Pour toutes ces raisons, elle ne peut se contenter d'organiser un « Espace », elle doit bâtir une Puissance.

2. Des géométries très variables

Lorsque l'on porte un regard rétrospectif sur la construction européenne et quand on examine son fonctionnement actuel, on doit constater que l'Europe a toujours admis des « géométries variables ». C'est même la « différenciation » qui lui a permis de progresser.

Les termes d'Europe à la carte, d'Europe à géométrie variable, d'Europe à plusieurs vitesses, d'Europe des cercles concentriques ou pas, montrent bien que ce problème est posé depuis longtemps.

Cette « différenciation » était déjà au coeur de la déclaration Schuman du 9 mai 1950 : tout en retenant la perspective d'une « Fédération européenne », ce texte ne visait au départ que deux pays - la France et l'Allemagne - et un domaine très délimité, la production de charbon et d'acier. Les traités européens ont eux-mêmes admis que certaines politiques ne concernent pas l'ensemble des États membres. On songe naturellement aux accords de Schengen, d'abord conclus (1985) dans un cadre intergouvernemental avant d'être intégrés dans les traités par le traité d'Amsterdam (1997), et auxquels certains États membres ne participent pas. L'Union économique et monétaire admet une différenciation puisque 18 États membres sur 28 sont membres de la zone euro. Les traités ont aussi intégré des « opt out » qui permettent à des États membres de rester à l'écart de certaines politiques.

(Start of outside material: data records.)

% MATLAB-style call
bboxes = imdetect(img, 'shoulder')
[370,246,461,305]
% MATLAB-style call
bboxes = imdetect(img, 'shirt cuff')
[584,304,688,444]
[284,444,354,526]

En matière de défense, la différenciation est elle-même actée, en particulier à travers les coopérations structurées permanentes qui ne peuvent concerner que les États membres « qui remplissent des critères plus élevés de capacités militaires et qui ont souscrit des engagements plus contraignants en la matière en vue des missions les plus exigeantes » (art. 42 TUE).

De nombreuses coopérations entre quelques États membres ont été développées en dehors même du cadre des traités. On peut citer, par exemple, la création de l'Agence spatiale européenne, les coopérations conduites dans le domaine de l'aéronautique, l'initiative Eureka pour la recherche scientifique, l'interconnexion des casiers judiciaires, le processus de Bologne qui vise à définir un cadre commun pour les systèmes universitaires ou encore les coopérations sous-régionales comme le Conseil des États de la mer baltique 25 ( * ) .

Toutes ces coopérations sont caractérisées par une très grande diversité. Loin de nuire à la construction européenne, elles ont plutôt contribué à son renforcement. Elles ont aussi permis d'associer des États non membres de l'Union, par exemple, à l'Agence spatiale européenne ou au processus de Bologne.

Le traité sur la stabilité, la coordination et la gouvernance (TSCG) au sein de l'Union économique et monétaire, signé le 2 mars 2012, qui a établi des règles plus strictes en matière de discipline budgétaire, n'associe lui-même que 25 des 28 États membres 26 ( * ) .

Depuis l'entrée en vigueur du traité de Lisbonne, des coopérations renforcées, dans le cadre des traités, ont été lancées pour régler les divorces transfrontaliers, créer un brevet de l'Union européenne ou encore mettre en place une taxe sur les transactions financières.

Si l'on veut conserver un certain élan à la construction européenne, si l'on veut permettre aux États membres qui croient en l'« Europe puissance » de défricher les voies de l'avenir, il faut accepter la différenciation. Nous devons dans le même temps veiller à ce que la généralisation des géométries variables et des rythmes différenciés n'aboutisse pas à l'Europe « kaléidoscopique ».


* 23 La Chambre des Lords a néanmoins rejeté ce texte le 31 janvier 2014.

* 24 La reprise de l'acquis communautaire est d'ailleurs une exigence essentielle dans le cadre des négociations avec les pays candidats à l'adhésion.

* 25 Rapport d'information n° 237 (2008-2009) de M. Pierre Fauchon : « Les coopérations spécialisées : une voie de progrès de la construction européenne ».

* 26 Le Royaume-Uni et la République tchèque n'ont pas signé le traité. La Croatie, 28 e État membre, a adhéré postérieurement à sa signature (1 er juillet 2013).